Cyber Incident Victim: DrBenLynch.com

DrBenLynch.com, a commercial website specializing in naturopathic research and supplements, experienced a cybersecurity incident involving unauthorized access to customer payment information. Between September 8 and October 2, 2018, attackers executed a code injection attack on the website’s infrastructure, compromising the checkout process used for customer orders. This malicious code enabled the theft of sensitive payment card data, including cardholder names, billing addresses, email addresses, payment card numbers, expiration dates, and security codes (CVV). The breach did not extend to genetic data submitted for the site’s StrateGene analysis service or other non-transactional information. The operational impact became evident when the website became temporarily inaccessible, displaying a maintenance message during the investigation period.

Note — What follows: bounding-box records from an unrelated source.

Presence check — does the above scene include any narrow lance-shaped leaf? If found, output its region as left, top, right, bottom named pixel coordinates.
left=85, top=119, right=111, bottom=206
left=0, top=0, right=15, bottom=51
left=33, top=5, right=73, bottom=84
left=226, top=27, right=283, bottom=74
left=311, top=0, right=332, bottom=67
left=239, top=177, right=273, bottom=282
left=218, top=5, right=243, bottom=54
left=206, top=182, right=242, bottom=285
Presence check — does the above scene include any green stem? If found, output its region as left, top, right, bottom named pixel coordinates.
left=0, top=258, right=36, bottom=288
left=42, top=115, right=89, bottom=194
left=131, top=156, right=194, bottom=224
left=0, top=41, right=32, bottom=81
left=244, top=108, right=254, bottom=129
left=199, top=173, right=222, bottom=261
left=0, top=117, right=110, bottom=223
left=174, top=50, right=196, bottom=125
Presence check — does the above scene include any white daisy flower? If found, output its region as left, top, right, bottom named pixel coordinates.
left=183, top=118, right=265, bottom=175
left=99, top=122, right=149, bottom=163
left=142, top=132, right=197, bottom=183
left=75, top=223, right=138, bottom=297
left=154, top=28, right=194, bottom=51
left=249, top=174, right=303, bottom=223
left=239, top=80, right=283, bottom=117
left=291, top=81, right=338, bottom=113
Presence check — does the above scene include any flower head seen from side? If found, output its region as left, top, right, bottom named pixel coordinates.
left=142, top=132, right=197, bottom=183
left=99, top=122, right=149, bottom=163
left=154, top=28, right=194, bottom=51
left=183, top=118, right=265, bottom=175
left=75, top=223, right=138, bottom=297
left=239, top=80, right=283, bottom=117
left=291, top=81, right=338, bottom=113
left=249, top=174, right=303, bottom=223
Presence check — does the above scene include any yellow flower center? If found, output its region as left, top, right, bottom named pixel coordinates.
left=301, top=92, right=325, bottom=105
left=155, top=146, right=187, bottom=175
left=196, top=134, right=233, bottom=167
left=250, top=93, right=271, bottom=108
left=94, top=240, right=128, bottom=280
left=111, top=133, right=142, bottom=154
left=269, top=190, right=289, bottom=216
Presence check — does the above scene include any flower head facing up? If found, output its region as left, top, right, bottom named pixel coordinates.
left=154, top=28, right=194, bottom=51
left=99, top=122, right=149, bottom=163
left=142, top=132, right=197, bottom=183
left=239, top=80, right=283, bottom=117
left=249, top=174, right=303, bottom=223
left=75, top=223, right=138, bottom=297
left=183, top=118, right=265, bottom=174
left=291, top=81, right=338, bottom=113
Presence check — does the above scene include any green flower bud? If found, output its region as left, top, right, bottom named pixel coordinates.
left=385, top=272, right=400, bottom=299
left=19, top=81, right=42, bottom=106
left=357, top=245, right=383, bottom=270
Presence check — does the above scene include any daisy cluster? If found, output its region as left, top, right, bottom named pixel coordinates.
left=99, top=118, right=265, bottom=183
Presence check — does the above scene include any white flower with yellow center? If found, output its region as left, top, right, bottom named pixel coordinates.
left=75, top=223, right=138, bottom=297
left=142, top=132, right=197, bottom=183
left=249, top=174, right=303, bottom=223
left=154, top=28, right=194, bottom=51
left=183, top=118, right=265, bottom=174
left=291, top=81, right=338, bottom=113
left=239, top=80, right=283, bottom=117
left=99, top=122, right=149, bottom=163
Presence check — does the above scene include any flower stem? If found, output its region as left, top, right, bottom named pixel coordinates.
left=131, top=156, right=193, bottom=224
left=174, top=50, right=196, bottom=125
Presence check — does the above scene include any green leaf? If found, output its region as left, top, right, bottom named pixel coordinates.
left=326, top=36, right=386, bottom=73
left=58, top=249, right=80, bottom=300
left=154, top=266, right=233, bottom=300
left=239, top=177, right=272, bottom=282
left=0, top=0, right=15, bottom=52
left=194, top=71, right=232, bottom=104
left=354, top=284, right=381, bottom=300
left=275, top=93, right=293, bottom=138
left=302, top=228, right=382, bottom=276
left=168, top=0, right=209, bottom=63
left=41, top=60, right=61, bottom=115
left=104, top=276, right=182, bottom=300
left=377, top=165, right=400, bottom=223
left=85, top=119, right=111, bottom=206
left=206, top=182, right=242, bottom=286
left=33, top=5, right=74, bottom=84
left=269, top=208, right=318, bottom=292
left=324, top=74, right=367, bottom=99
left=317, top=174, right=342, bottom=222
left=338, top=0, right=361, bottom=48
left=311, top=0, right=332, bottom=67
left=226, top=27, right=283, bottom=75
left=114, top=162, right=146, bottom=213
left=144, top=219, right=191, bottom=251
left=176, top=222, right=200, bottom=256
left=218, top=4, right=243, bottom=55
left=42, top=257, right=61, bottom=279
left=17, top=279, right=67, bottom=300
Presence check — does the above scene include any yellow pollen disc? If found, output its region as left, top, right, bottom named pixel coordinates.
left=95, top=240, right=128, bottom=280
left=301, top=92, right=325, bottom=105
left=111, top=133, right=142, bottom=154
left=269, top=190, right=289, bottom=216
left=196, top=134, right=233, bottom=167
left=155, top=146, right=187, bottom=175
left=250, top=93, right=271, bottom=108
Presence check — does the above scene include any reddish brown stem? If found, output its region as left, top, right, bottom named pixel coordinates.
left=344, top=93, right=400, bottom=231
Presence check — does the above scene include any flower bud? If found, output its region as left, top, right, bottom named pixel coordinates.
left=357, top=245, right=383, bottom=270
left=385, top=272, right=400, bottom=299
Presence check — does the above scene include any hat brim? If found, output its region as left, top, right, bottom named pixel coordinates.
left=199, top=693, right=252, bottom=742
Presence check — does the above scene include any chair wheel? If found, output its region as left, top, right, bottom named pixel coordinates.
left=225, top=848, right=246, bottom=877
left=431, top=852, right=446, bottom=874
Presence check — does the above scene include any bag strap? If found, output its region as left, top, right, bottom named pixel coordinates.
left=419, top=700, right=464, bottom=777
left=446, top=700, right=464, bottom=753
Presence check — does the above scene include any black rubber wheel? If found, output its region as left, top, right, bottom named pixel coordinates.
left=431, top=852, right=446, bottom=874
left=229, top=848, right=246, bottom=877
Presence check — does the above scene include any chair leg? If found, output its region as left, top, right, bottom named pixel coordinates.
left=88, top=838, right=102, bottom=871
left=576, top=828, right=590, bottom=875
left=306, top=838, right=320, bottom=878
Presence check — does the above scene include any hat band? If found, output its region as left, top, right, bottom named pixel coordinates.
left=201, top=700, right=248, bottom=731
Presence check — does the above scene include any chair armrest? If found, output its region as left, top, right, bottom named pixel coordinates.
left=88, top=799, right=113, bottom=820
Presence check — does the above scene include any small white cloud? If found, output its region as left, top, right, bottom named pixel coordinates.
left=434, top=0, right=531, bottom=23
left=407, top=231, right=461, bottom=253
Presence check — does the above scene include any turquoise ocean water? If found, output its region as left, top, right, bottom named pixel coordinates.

The company initiated incident response procedures by securing the website environment and removing the malicious code. Affected customers received direct notifications detailing the compromised data types and the specific timeframe of exposure. DrBenLynch.com also reported the breach to multiple state attorneys general offices in compliance with regulatory obligations. Forensic analysis confirmed the attackers exclusively targeted payment processing systems, limiting the breach’s scope to financial information submitted during online purchases. No evidence indicated misuse of stolen data prior to containment, though the notification advised customers to monitor financial statements for unauthorized activity.